One patient could have produced a nuclease that excises damaged DNA but could have been deficient in a ligase.
The other patient could have been deficient in nuclease activity.
There are at least nine different complementation groups.

C-5 can deaminate just as cytosine can.

When C-5 deaminates, it forms thymidine.
The product of deamination will not be removed from the DNA because it is not an appropriate base.

There is a free :OH group on which further nucleotides can be linked.

The cells will not have the susceptible enzyme.

The deoxyribonucleoside triphosphates are used in the DNA polymerase I.

The leaving group is joined to the 5,phosphate by DNA-adenylate.
Topoisomerase I uses a DNA-tyrosyl intermediate that is linked to the OH.

FAD, CoA, and NADP are plausible alternatives.

All three of these molecules have a PP linkage.

Positive supercoiling resists the transfer of genetic material.

The melting temperature of DNA goes from negative supercoiled to positive supercoiled.

Positive supercoiling is an adaptation to high temperature.

Skeletal muscle sarcomere shortening is 15-fold faster than the movement of the polymerase at a fork.

The sarcomere shortening is the same speed as the fork movement.

Positive supercoils are caused by the unwind of DNA at the fork.

The action of topoisomerase II overcomes this effect by introducing negative supercoils.
The DNA would become too wound ahead of the fork without topoisomerase II.

Cell di vision requires the synthesis of the ends of new linear chromosomes.
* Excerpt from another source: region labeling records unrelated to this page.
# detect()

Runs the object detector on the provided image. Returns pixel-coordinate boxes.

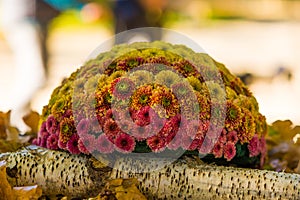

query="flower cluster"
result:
[34,42,266,168]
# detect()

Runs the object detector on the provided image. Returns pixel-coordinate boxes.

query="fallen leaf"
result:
[23,111,40,134]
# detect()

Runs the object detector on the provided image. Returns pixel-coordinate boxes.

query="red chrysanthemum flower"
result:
[212,142,224,158]
[78,138,90,155]
[187,139,203,151]
[198,137,214,154]
[115,133,135,153]
[96,134,114,153]
[224,142,236,161]
[226,131,238,144]
[67,134,80,154]
[79,134,97,153]
[131,126,152,141]
[58,139,67,150]
[166,133,183,150]
[260,137,267,168]
[111,78,135,99]
[76,118,90,136]
[248,134,260,157]
[104,119,120,137]
[186,120,203,139]
[46,115,59,134]
[181,134,193,150]
[147,135,166,152]
[131,85,153,110]
[46,134,58,150]
[218,128,227,144]
[135,106,151,126]
[150,86,180,117]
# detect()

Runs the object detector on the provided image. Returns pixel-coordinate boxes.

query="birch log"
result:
[0,147,300,200]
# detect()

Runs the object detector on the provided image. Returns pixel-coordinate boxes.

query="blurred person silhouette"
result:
[0,0,83,132]
[113,0,168,44]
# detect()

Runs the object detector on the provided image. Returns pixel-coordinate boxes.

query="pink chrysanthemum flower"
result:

Because cancer cells are dividing rapidly, it is likely that the telomerase gene must be activated for a cell to become a cancer.

The activity will be similar to the replacement of a primer with a new one.
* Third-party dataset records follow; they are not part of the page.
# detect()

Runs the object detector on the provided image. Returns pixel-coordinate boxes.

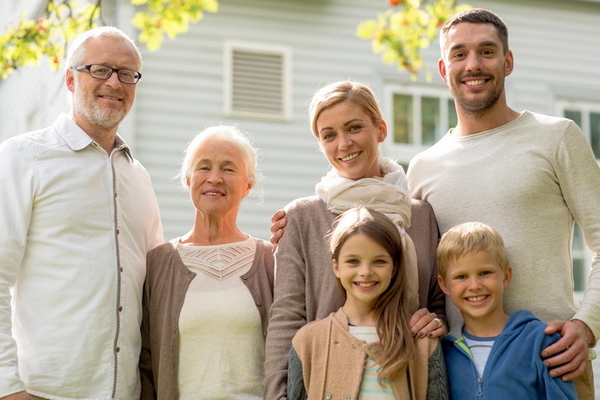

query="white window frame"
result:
[383,85,452,163]
[223,40,292,121]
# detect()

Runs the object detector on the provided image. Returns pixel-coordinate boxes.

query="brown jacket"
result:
[139,239,274,400]
[288,309,448,400]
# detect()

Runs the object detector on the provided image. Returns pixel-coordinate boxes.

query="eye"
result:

The combined activities of exonuclease and 5,D3 are used.
The free 3,,-OH will be extended by the endonuclease and then taken from the internal 5,,-phosphate to make room for the newly synthesized DNA.
The result is a "nick translation" event in which an unlabeled portion of one DNA strand is replaced with a radioactive stretch of DNA.

Tracks with a low grain density at one end and a high grain density at the other end would be seen.
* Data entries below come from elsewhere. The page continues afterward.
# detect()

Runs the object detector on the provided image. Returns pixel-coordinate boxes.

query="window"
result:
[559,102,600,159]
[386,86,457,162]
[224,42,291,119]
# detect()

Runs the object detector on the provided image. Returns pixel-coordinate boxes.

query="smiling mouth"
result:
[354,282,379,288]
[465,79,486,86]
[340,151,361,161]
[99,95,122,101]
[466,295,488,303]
The middle of a track would have a low density if it were not for replication.

The last base of each codon could be U.

Potentially harmful side reactions are avoided.

If light could not be activated by a pyrimidine dimer, the enzyme might be damaged.
The absorption band is similar to the activity of hexokinase.

Supercoiled DNA can be relaxed by catalyzing the cleavage of a phosphodiester bond in a DNA strand.

The group is attached to thephosphoryl group at the site of scission.

After it has acted on its genetic material, it is required to release DNA gyrase.

Negative supercoiling only requires the binding of ATP.

The supercoiled DNA has a compact shape.

There is a larger circle of gyration in relaxed DNA and it moves more slowly through the gel matrix.

The bands that are next to each other are different by a superhelical turn.

The experimental compound should be classified as either non-mutagenic or slightly mutagenic.

The experimental compound's metabolic product is mutagenic.